Diduga Langgar Netralitas Pemilu, Kepala Sekolah di Banyumas Dicopot
Selasa, 28 November 2023 | 15:06 WIB
Banyumas, Beritasatu.com - Seorang kepala sekolah di Banyumas dicopot dari jabatannya usai terbukti melanggar netralitas pemilu. Sanksi tersebut diberikan menindaklanjuti dugaan pelanggaran yang ditemukan Badan Pengawas Pemilu (Bawaslu) Kabupaten Banyumas.
Koordinator Divisi Penanganan Pelanggaran dan Data Informasi Bawaslu Banyumas, Yon Daryono, mengatakan di tahapan Pemilu 2024 pihaknya telah melakukan penanganan pelanggaran pemilu.
"Satu aparatur sipil negara (ASN) di Kabupaten Banyumas sudah kita periksa dan rekomendasikan ke Komisi ASN (KASN) dan hasil putusannya sudah dilakukan dengan dicopot dari jabatan kepala sekolah dan ditunda kenaikan pangkat selama setahun," kata Yon kepada wartawan usai apel siaga pengawasan tahapan kampanye Pemilu 2024 di Alun-alun Purwokerto, Selasa (28/11/2023).
Yon mengungkapkan kepala sekolah tersebut terlibat aktif memobilisasi guru untuk mendukung salah satu peserta pemilu.
"Kepala sekolah terlibat aktif memobilisasi guru-guru untuk memberikan dukungan salah satu calon perseorangan atau DPD di tingkat provinsi," terangnya.
Selain pada ASN, Bawaslu juga telah memeriksa seorang kepala desa yang mengunggah foto di Instagram pemerintah desa sambil menunjukkan simbol-simbol peserta pemilu berupa foto pose jari.
"Kami juga sudah memeriksa dan memantau satu orang kades di wilayah Baturraden.

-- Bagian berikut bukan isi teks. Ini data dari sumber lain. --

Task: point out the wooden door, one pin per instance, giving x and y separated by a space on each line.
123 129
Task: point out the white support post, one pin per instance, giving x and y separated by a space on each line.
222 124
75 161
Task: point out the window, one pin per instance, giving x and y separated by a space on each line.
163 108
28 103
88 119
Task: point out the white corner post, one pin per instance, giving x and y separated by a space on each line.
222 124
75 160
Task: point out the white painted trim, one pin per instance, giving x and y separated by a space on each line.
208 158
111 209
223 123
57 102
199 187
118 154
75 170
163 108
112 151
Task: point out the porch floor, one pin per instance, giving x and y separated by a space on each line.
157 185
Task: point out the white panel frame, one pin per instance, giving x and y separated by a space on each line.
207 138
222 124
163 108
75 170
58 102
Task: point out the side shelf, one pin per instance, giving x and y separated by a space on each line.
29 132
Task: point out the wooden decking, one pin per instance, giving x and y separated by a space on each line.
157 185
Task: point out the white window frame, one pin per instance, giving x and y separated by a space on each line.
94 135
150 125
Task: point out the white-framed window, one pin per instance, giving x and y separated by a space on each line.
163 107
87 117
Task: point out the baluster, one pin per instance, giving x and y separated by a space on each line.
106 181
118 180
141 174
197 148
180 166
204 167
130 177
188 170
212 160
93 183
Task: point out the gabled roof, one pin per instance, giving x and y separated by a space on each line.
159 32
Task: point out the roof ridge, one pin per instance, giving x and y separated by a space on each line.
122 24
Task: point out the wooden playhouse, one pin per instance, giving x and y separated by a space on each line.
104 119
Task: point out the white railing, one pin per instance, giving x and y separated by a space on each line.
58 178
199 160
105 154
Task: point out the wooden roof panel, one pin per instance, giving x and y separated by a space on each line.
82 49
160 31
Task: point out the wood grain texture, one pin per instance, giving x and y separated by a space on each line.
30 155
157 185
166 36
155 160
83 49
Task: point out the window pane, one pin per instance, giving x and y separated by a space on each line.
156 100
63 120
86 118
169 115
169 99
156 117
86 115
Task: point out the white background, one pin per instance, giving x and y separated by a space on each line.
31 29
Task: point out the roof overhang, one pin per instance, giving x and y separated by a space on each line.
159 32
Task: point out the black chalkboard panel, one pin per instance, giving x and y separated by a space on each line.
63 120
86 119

Karena dia mengunggah foto di IG pemdes terkait dengan simbol-simbol peserta pemilu. Pihak pemdes tersebut sudah menurunkan dari postingan tersebut," jelasnya.

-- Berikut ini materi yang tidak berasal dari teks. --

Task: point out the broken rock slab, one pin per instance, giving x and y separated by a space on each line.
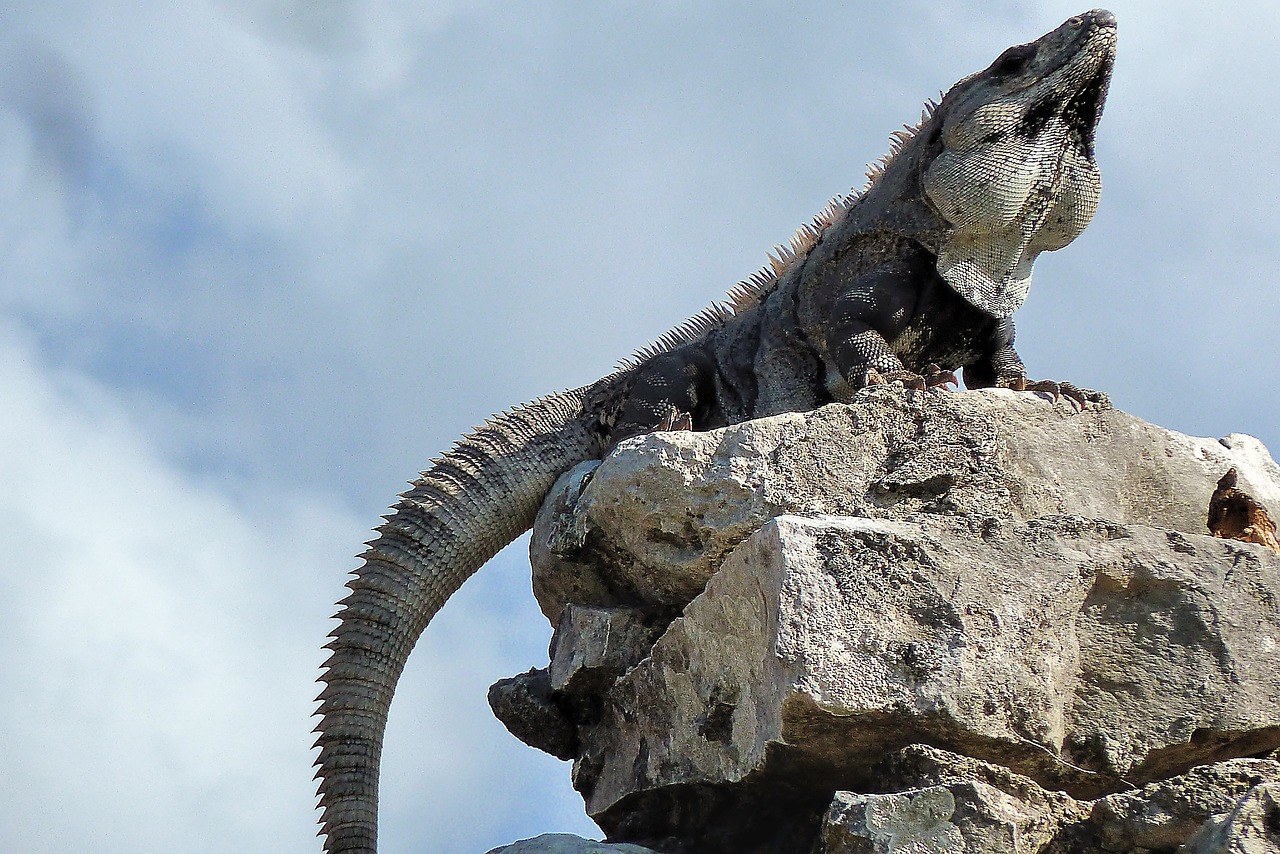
568 844
1087 656
952 804
649 525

Yon mengimbau agar ASN, perangkat desa, BPD maupun TNI/Polri untuk lebih berhati-hati untuk mengunggah di media sosial. Apalagi hari ini sudah masuk dalam tahapan kampanye.
"Sebelum tanggal 28 November, ketika ada dugaan temuan atau laporan, diproses dan misalkan terbukti, maka hanya akan diteruskan ke masing-masing instansi. Adapun sanksi tergantung instasi tersebut. Tetapi sejak hari ini, ketika sudah masuk masa kampanye dan terbukti melanggar, maka ada saksi baik administrasi maupun pidana pemilu," pungkasnya.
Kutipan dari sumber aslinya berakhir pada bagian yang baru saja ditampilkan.